Semua siswa sekolah dasar Eropa (ELS) yang berbahasa Belanda hanya diikuti oleh anak-anak Eropa/Belanda. Sekolah pribumi disesuaikan dengan bahasa daerah dengan tambahan pelajaran bahasa Melayu (di wilayah non Melayu). Di sekolah kedokteran pribumi di Batavia dan sekolah guru di Soeracarta (yang keduanya dibuka tahun 1851) bahasa pengantarnya adalah bahasa Melayu. Anak-anak pribumi diberi kesempatan memasuki sekolah dasar Eropa (ELS) baru tahun 1880an. Oleh karena sudah ada beberapa sekolah guru di Hindia Belanda seperti di Padang Sidempoean, Fort de Kock, Bandoeng, Megelang dan Probolinggi, maka pada tahun 1887 terbit majalah Pendidikan di Probolinggo yang diberi nama Soeloeh Pengadjar. Salah satu editornya adalah Dja Endar Moeda seorang guru alumni sekolah guru Padang Sidempoean.

Kota besar seperti Batavia, Soerabaja dan Semarang serta Padang umumnya sudah banyak yang bisa berbahasa Melayu. Oleh karena itu, pada tahun 1853 muncul surat kabar berbahasa Melayu pertama di Soerabaja. Orang-orang timur asing seperti Cina dan Arab di kota-kota umumnya berbahasa Melayu. Setelah Soerabaja, surat kabar berbahasa Melayu muncul di Padang dan Batavia. Dalam situasi dan kondisi inilah pers berbahasa Belanda diantara orang Eropa/Belanda dan pers berbahasa Melayu oleh orang Eropa/Belanda diantara orang-orang pribumi sebagai (sasaran) pembaca.

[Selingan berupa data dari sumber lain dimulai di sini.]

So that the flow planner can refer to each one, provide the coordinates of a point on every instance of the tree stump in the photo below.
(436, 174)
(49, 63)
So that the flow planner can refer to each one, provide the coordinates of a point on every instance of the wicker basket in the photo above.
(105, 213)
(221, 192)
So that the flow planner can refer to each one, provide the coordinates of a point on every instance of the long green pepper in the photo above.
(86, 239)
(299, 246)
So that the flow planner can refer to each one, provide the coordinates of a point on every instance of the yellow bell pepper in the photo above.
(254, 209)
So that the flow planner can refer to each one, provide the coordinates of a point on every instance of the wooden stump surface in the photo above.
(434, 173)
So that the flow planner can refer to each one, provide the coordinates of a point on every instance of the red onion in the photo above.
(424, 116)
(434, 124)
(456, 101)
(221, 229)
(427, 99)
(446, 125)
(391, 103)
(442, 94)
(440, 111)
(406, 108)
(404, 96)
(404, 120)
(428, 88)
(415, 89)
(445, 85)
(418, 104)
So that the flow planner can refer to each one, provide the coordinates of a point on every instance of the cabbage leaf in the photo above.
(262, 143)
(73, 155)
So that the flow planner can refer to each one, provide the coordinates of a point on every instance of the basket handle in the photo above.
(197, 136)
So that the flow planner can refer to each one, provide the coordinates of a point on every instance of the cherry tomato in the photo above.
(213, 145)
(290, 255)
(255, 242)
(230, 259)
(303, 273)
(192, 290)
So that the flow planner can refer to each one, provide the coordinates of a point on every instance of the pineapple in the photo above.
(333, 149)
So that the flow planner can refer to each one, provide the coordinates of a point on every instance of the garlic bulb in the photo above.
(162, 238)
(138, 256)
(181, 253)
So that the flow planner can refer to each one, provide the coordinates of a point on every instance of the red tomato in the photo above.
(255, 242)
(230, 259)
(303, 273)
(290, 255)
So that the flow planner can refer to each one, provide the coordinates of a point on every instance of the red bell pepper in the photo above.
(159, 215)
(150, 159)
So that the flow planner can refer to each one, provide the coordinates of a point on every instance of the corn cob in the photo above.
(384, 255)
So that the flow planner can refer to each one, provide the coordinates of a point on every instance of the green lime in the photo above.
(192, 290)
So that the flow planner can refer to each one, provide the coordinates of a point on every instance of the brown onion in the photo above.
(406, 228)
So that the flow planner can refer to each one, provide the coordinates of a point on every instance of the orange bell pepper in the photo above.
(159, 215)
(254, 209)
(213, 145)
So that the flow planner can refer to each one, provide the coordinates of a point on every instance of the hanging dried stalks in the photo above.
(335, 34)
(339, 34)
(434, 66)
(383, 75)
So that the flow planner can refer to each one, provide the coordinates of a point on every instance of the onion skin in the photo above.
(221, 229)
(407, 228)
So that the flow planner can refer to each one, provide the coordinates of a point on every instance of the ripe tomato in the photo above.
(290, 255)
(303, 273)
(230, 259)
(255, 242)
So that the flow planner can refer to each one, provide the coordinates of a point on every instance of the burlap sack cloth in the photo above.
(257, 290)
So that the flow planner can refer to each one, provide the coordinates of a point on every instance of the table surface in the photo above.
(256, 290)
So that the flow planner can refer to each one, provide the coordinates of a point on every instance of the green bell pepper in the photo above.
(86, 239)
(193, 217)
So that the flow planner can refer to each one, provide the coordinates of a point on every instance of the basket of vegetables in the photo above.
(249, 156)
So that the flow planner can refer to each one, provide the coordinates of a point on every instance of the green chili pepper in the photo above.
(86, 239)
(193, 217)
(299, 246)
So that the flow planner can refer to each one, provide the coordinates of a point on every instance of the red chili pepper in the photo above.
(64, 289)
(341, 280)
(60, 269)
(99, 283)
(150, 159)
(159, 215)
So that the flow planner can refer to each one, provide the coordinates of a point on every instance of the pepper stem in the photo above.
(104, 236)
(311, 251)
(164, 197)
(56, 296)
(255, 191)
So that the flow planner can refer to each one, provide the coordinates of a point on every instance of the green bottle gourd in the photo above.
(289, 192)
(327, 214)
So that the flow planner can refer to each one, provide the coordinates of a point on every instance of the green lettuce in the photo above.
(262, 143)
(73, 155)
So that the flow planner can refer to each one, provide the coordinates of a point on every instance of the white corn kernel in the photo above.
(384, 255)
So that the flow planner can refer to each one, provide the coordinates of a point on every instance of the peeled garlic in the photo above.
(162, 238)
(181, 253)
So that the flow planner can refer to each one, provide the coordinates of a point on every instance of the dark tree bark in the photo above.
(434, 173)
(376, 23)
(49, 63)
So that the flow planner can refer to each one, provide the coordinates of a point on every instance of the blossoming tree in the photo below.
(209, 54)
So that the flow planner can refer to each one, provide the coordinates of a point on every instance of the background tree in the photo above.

Sejauh ini investor surat kabar berbahasa Melayu masih orang-orang Eropa/Belanda. Pada tahun 1895 di Padang, keluarga Jerman penerbit surat kabar berbahasa Belanda di Padang memperluas usaha dengan menerbitkan surat kabar berbahasa Melayu yang diberinama Pertja Barat. Editor yang direkrut adalah seorang mantan guru pribumi yakni Dja Endar Moeda. Dalam hal ini dapat dikatakan bahwa Dja Endar Moeda adalah orang pribumi pertama yang menjadi editor surat kabat (berbahasa Melayu). Era baru pers berbahasa Melayu dimulai. Pada tahun 1900, Dja Endar Moeda di Padang mengakuisi surat kabar Pertja Barat dan percetakannnya. Pada tahun ini juga Dja Endar Moeda menerbitkan surat kabar baru berbahasa Melayu yang diberi nama Tapian Na Oeli dan majalah pembangunan yang diberinama Insulinde. Orang-orang Cina juga mulai ada yang onvestasi dalam persuratkabaran berbahasa Melayu. Pada tahun 1902 surat kabar berbahasa Belanda di Medan, De Sumatra Post memperluas bisnis denagn menerbitkanh surat kabar berbahasa Melayu dengan nama Pertja Timor. Editor yang direkrut adalah Hasan Nasution gelar Mangaradja Salamboewe, mantan seorang jaksa di Natal. Seperti halnya Saleh Harahap gelar Dja Endar Moeda, Mangaradja Salamboewe juga adalah alumni sekolah guru di Padang Sidempioean. Pada tahun 1903 Dr AA Fokker di Belanda menerbitkan majalah dwimingguan yang diberi nama Bintang Hindia. Untuk mengelolanya sebagai editor, Dr AA Fokker mantan guru bahasa Melayu di Belanda datang ke Hindia merekrut tiga ediotor yakni Abdoel Rivai, Djamaloedin dan Radjioen Harahap gelar Soetan Casajangan. Abdoel Rivai adalah alumni sekolah kedokteran Docter Djawa School di Batavia, Djamaloedin adalah alumni sekolah guru di Fort de Kock yang saat itu menjadi asisten editor majalah Insulinde yang dipimpin oleh Dja Endar Moeda. Soetan Casajangan adalah adik kelas Dja Endar Moeda di sekolah guru Padang Sidempoean, Pada tahun 1903 ini juga di Batavia, Karel Wijbrant pemimpin dan editor surat kabar berbahasa Melayu (mantan editor surat kabar De Sumatra Post) di Batavia merekrekrut editor pribumi yakni Tirto Adhi Soerjo (siswa yang belum lama drop out di Docter Djawa School). Mereka yang disebut tersebut adalah orang-orang pribumi pertama yang terjun dalam dunia pers (berbahasa Melayu).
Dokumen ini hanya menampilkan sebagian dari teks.